Besides the tremendous growth in unique and paradigm-shifting treatments, one of the biggest game-changing concepts for cancer patients is the notion that every tumor is different. While all cancer cells share certain biological similarities, individual tumors, even within the same type of cancer, exhibit a variety of differences which are becoming increasingly easier to detect using genetic and molecular profiling technologies. Even tumors within the same patient can have distinctly different characteristics, or characteristics within then same tumor which evolve over time. When it comes to cancer treatments, the long-held view that “one size fits all” is slowly being replaced with individualized treatments as part of personalized medicine.
At Massachusetts General Hospital, Dr. Keith Flaherty began testing individual patient tumors for genetic mutations and cell surface proteins he could then use to identify drugs which might be activated by those characteristics. In 2013, he teamed up with the pharmaceutical company AstraZeneca to use computer algorithms to identify combinations of treatments for individual tumors which might otherwise be unknown.
Most cancer patients today are treated with “one size fits all” chemotherapy and radiation treatments based on pivotal Phase III trials which established the current standard of care, even though it is readily established that a large portion of patients may not see any benefit from such treatments. Cancer patients at comprehensive cancer centers with specialized treatment clinics often receive sophisticated genetic and molecular profiling of tumor samples which help determine treatment regimens. In a Boston Globe interview in 2013, Edward Abrahams, president of the Personalized Medicine Coalition, an education and advocacy organization located in Washington, said, “At the end of the day, what we want to do is move away from one-size-fits-all medicine.”
Today Flaherty is the principal investigator for the National Cancer Institute’s Molecular Analysis for Therapy Choice Program (MATCH) phase II trial, which pairs next-generation tumor profiles with existing drugs which target specific genetic mutations.

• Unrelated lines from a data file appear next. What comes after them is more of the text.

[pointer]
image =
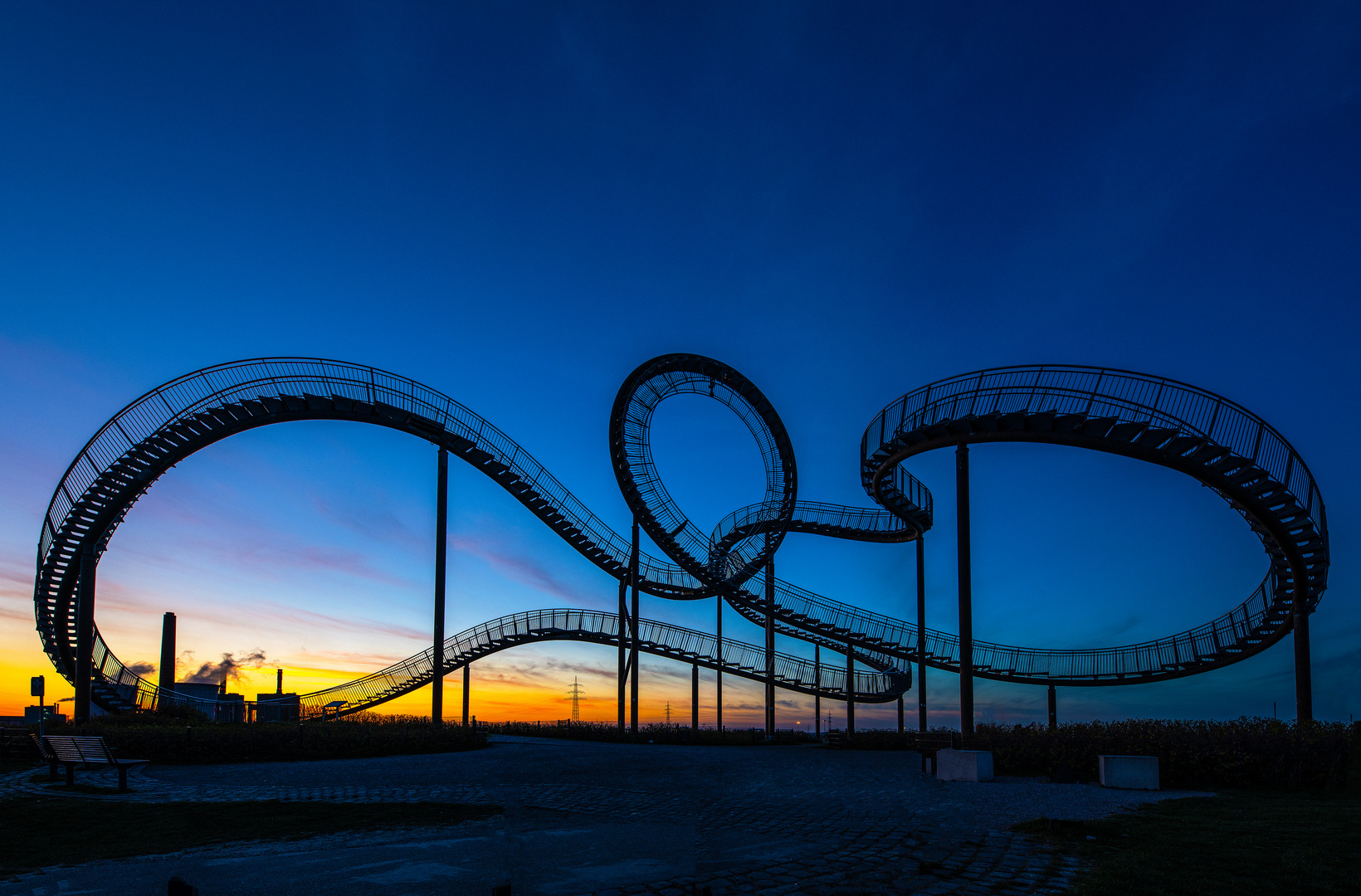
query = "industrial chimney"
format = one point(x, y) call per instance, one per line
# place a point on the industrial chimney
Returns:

The MATCH trial is open to adult and pediatric patients with refractory tumors—cancers which have not responded to standard treatments and have relapsed.

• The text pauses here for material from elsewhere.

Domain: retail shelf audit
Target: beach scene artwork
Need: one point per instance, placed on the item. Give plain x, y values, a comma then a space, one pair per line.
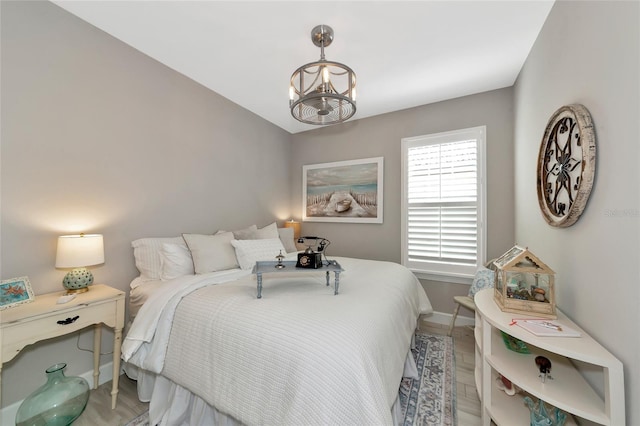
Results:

The trial has already seen some profound successes. As the New York Times reported Feb. 25, many patients have seen their cancers completely disappear with treatments never designed with their type of cancer in mind. Dr. Richard Pazdur, who has been the FDA’s Director of the Office of Oncology Drug Products for the past decade, is watching these successes with great interest. He explains, “Conventional therapy might give a response rate of 10 or 20 percent.” But with individualized treatments, he’s seeing response rates of 50 to 60 percent. Response rates that high lead Pazdur to wonder whether it make sense to do a randomized or Phase III trial. “These are response rates we haven’t seen before in diseases” he says.

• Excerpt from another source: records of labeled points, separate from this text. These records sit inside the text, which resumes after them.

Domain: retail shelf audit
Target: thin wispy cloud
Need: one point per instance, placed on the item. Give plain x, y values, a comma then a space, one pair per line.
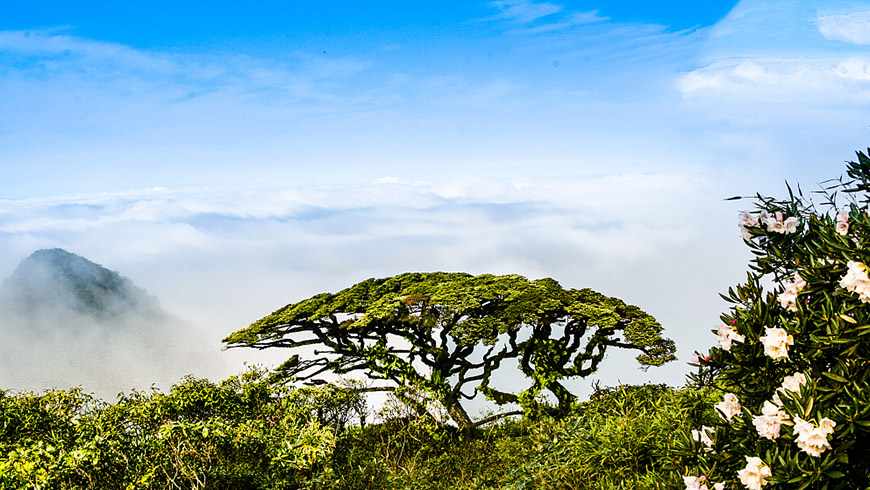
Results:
524, 11
850, 28
783, 79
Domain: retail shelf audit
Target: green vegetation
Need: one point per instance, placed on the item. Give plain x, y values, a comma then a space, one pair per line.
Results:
793, 358
246, 433
782, 402
443, 332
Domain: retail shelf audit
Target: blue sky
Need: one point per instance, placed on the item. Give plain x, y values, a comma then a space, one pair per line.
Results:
235, 157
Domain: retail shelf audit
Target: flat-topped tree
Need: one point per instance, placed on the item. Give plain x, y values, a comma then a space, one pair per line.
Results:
446, 333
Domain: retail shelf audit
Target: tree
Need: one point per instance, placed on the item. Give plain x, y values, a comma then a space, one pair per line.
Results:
793, 354
444, 333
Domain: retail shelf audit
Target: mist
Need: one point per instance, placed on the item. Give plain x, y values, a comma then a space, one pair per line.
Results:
218, 259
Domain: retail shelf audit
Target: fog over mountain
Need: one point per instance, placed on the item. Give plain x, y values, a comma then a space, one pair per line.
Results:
66, 321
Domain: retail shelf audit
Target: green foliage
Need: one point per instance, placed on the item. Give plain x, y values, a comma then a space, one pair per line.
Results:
623, 437
825, 331
246, 434
241, 433
461, 328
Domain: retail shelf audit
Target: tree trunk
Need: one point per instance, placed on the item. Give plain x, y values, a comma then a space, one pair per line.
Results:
458, 414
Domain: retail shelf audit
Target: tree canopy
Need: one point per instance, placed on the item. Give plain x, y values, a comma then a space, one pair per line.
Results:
447, 333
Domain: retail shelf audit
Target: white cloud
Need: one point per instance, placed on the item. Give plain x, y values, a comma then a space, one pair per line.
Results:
851, 28
221, 258
525, 10
782, 78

The NCI Match trial hopes to sequence the DNA of at least 3,000 tumors, pair each one with a likely drug, and then provide publish the results. The relatively inexpensive cost of DNA analysis is helping to make individualized cancer treatments practical. Other attempts to developed individualized chemo regimens involve chemosensitivity testing which subjects tumor samples to a wide variety of FDA-approved chemo drugs. But genetic and molecular profiling is much more efficient and flexible, theoretically allowing tumor profiles to be tested against the mechanism of any substance, including over-the-counter drugs or even food ingredients.’